In a fundamental way, the budget is always in balance. That's just double entry bookkeeping. The fundamental equation of accounting is Assets = Liabilities + Owners' Equity. This equation cannot fail to be true, since it is a mathematical identity. But it can be made to appear to be false through the magic of fiat money, a central bank, and government borrowing.
But still, in a fundamental way, the budget must always be in balance because you cannot borrow what has not already been produced, as I have explained on several occasions in this blog. Here, for example. In other words, Aggregate Borrowing = Aggregate Saving within any economic system.
So, what gives when the U.S. Treasury (with the help of the Fed) seemingly borrows more than has been produced? Look at the fundamental equation of accounting for the answer. If Assets (the value of stuff that has been produced) is any particular number, and if Liabilities (i.e., U.S. Treasury borrowing) rises, then owners' equity must fall.

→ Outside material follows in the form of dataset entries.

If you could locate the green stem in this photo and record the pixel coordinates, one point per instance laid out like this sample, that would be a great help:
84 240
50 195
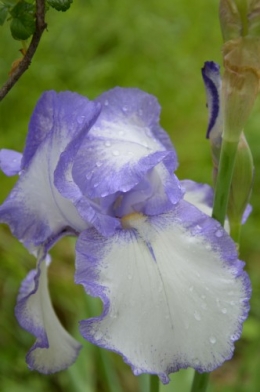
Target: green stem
224 178
235 229
154 383
200 382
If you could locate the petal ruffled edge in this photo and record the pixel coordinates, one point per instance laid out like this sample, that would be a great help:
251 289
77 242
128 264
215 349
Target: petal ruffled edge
54 349
100 278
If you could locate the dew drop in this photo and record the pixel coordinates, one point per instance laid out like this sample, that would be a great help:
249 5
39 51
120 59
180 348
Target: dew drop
98 335
80 119
219 233
197 316
234 337
89 175
148 132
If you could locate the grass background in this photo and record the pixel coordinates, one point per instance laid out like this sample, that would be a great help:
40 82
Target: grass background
160 47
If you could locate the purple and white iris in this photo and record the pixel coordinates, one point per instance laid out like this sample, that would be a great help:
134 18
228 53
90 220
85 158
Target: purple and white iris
174 292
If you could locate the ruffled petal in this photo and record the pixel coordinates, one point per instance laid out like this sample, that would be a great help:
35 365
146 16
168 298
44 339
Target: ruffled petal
212 81
35 210
142 110
122 141
10 162
174 293
63 114
54 349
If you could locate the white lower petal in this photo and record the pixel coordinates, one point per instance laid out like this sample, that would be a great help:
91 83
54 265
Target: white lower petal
171 299
54 348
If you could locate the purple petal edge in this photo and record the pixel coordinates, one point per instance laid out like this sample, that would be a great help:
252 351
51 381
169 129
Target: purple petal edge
198 224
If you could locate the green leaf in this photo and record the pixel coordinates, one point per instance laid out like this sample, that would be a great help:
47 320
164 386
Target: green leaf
21 9
60 5
3 15
22 28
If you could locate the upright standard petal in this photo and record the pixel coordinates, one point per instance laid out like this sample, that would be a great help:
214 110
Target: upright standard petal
174 293
54 349
10 162
35 210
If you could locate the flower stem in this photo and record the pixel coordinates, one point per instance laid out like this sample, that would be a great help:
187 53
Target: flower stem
225 172
200 382
154 383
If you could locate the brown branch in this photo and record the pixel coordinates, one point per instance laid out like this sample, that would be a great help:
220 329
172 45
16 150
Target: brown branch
40 26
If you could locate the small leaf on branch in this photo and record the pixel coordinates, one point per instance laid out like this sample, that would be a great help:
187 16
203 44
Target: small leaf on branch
3 14
60 5
22 28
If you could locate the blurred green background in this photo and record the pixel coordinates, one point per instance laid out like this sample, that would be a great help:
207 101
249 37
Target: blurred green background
160 47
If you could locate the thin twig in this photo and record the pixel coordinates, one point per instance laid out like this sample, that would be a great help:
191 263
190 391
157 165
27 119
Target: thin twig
40 26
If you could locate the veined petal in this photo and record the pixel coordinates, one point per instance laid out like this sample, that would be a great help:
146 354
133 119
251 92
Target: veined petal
63 114
54 349
35 210
174 293
121 106
212 81
10 162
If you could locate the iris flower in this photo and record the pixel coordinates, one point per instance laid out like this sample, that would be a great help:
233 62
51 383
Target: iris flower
174 292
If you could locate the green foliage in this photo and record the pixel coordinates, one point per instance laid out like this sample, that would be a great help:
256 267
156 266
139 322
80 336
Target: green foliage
60 5
3 13
22 15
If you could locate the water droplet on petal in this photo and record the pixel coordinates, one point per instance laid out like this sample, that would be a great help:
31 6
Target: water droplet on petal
234 337
219 233
89 175
197 316
80 119
98 335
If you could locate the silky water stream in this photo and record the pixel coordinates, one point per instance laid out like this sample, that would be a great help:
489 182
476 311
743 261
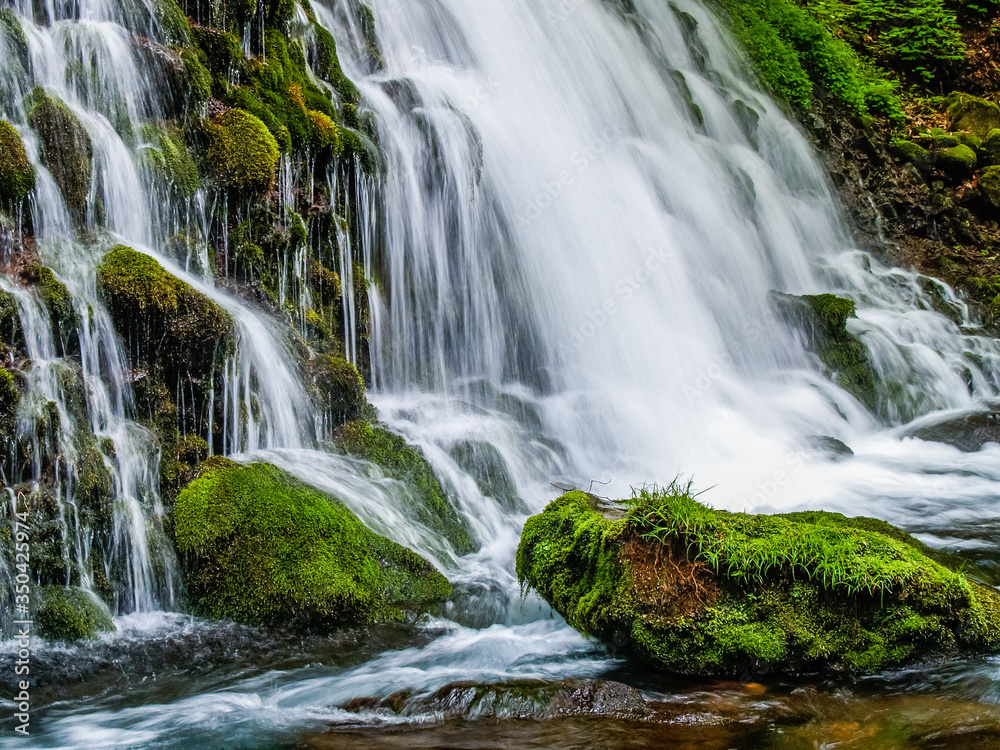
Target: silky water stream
577 273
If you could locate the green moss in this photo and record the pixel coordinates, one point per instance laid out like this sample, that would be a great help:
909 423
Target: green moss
9 399
17 176
339 388
242 154
261 547
911 152
70 615
168 156
695 590
408 465
991 148
823 319
66 150
959 161
972 114
989 186
169 324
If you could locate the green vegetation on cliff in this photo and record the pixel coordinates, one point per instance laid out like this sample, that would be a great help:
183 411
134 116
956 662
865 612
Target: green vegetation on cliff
699 591
260 547
407 464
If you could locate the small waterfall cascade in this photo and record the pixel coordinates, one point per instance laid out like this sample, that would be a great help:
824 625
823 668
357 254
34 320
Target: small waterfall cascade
556 247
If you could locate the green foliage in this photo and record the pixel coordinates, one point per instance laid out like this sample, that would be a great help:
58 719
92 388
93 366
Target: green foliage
408 465
70 615
66 149
169 324
168 156
17 176
799 55
242 154
261 547
699 591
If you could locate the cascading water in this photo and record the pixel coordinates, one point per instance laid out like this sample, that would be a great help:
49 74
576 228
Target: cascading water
584 207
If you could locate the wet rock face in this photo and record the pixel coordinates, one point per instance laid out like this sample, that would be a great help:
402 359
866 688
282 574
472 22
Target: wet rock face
527 699
702 592
261 548
968 433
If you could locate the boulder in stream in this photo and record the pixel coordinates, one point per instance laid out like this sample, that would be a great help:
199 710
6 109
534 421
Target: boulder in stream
698 591
261 548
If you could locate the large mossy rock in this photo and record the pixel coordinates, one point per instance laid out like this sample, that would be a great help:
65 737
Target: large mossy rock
17 176
70 615
822 318
242 154
169 324
262 548
66 149
407 464
697 591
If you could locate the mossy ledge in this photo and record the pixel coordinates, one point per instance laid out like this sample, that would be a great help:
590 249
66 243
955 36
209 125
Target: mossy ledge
407 464
262 548
698 591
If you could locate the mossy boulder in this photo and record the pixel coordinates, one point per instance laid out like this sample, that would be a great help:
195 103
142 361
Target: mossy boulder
989 186
242 153
405 463
704 592
17 176
260 547
71 614
822 318
958 162
166 154
991 149
66 149
169 325
972 114
911 152
339 388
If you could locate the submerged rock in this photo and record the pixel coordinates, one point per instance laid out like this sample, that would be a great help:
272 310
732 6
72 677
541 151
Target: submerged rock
521 699
403 462
697 591
71 614
262 548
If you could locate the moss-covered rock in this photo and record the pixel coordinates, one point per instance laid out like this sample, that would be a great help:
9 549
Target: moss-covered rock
697 591
484 464
66 150
242 154
260 547
169 324
339 388
407 464
958 162
17 176
823 320
166 154
911 152
70 615
989 186
972 114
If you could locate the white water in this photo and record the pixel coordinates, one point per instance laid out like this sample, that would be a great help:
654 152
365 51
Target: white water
573 271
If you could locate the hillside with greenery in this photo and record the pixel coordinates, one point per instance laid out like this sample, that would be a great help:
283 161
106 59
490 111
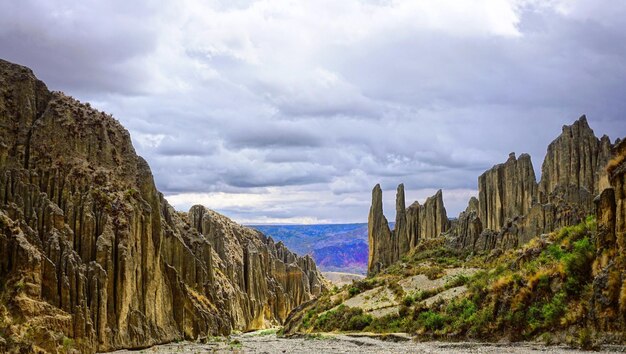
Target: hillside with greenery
540 291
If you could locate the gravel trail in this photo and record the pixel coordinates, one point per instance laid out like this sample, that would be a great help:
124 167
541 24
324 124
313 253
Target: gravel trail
256 342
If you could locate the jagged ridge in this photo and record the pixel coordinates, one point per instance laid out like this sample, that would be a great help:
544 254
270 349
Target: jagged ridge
512 207
93 256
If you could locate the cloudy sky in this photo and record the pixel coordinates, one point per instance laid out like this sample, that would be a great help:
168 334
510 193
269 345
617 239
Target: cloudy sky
278 111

Whether it's Greece or the United States of America, when governments attempt to borrow what has not yet been produced, owners' equity must fall. Guess what, folks; it is we who are the owners! What we think we own is simply stolen.
How, you ask, is it stolen? Two ways; inflation and falling asset prices. So far, the Fed has managed to keep inflation slow enough over the past 20 years or so that no one is howling about it. But inflation has been persistent and serious over that 20-year period. And people were certainly howling when their 401(k) stock portfolios plummeted in value and when they went upside down on their home mortgage.
Move over, Greece; we are on the way, and we are the big dog in town.